Data shape: 3000 rows and 3840 features

Note that the feature number is high as all these sequences are one hot encoded.

Code:

'Hyperparameter Tuning for Neurons, Batch_Size, Epochs and Learning Rate'

def build_regressor(n_neurons=1, learning_rate=0.01):
    regressor = Sequential()
    regressor.add(Dense(n_neurons, activation = 'relu', input_shape = (x_train.shape[1],)))
    #regressor.add(Dense(n_neurons, activation = 'relu'))
    regressor.add(Dense(units=1))
    optimizer = Adam(lr = learning_rate)
    regressor.compile(optimizer= optimizer, loss='mean_squared_error',  metrics=['mae','mse'])
    return regressor

#Create Model
model = KerasRegressor(build_fn=build_regressor, verbose=0)

# define the grid search parameters
batch_size = [10, 25, 50, 100, 150]
epochs = [5, 10, 25, 50]
n_neurons = [1, 32, 64, 128, 256, 512]
learning_rate = [0.001, 0.01, 0.1, 0.2, 0.3]

param_grid = dict(batch_size=batch_size, epochs=epochs, n_neurons=n_neurons, learning_rate = learning_rate)

#implement grid_search
grid = GridSearchCV(estimator=model, param_grid=param_grid, n_jobs=-1, cv=3, scoring = 'r2')
grid_result = grid.fit(x_train, y_train)

# summarize results
print("Best: %f using %s" % (grid_result.best_score_, grid_result.best_params_))
means = grid_result.cv_results_['mean_test_score']
stds = grid_result.cv_results_['std_test_score']
params = grid_result.cv_results_['params']
for mean, stdev, param in zip(means, stds, params):
    print("%f (%f) with: %r" % (mean, stdev, param))
2

There are 2 answers

1
Mohd Abdul Azeem On BEST ANSWER

Grid Search CV always give optimal solution but takes longer time to execute. But there are some other hyperparameters techniques like RandomizedSearchCV which iterate only on selected points and you can even tune iteration in this but it does not always gives an optimal solution but it is time saving. But you have some other techniques like

  1. Hyperopt
  2. skopt
  3. TPOT

which performs much better than RandomizedSearchCV and have a full chance of giving optimal solution.

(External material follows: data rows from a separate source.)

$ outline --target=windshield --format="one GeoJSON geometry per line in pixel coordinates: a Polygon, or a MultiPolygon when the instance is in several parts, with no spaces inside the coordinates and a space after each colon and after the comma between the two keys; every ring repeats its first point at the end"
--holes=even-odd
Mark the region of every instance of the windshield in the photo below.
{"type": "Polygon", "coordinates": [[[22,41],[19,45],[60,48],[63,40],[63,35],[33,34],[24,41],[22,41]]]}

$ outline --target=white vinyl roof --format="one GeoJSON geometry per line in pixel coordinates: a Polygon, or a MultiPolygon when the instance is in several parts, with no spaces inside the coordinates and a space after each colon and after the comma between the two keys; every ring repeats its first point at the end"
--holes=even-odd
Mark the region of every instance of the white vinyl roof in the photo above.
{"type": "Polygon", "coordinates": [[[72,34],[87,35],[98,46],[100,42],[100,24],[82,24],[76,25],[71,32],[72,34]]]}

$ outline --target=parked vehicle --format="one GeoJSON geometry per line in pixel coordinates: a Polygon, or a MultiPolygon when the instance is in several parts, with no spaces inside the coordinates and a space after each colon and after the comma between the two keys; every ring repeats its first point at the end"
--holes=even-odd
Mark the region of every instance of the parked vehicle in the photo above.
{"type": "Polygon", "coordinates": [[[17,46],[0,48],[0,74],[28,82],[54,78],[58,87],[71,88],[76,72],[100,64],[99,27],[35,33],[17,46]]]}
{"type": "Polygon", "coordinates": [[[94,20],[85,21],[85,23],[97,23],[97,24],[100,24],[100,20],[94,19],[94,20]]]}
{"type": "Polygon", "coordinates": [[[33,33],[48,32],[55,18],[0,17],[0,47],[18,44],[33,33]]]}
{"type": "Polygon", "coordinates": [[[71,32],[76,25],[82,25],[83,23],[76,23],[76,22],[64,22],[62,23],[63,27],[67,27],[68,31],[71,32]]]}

What you can do is for smaller datasets, you can use GridSearchCV but for larger datasets always use either hyperopt or TPOT which is much better than RandomizedSearchCV.

1
Nothing On

To be very honest the grid search looks good. As you mentioned there is no error and from my side I think if your dataset size increases over time and you can't do grid search try looking into RandomizedSearchCV(it selects a subset of your hyperparameters randomly and works on that, unlike grid search which checks all combination). For big dataset GridSearch becomes unfeasible at times in production environments.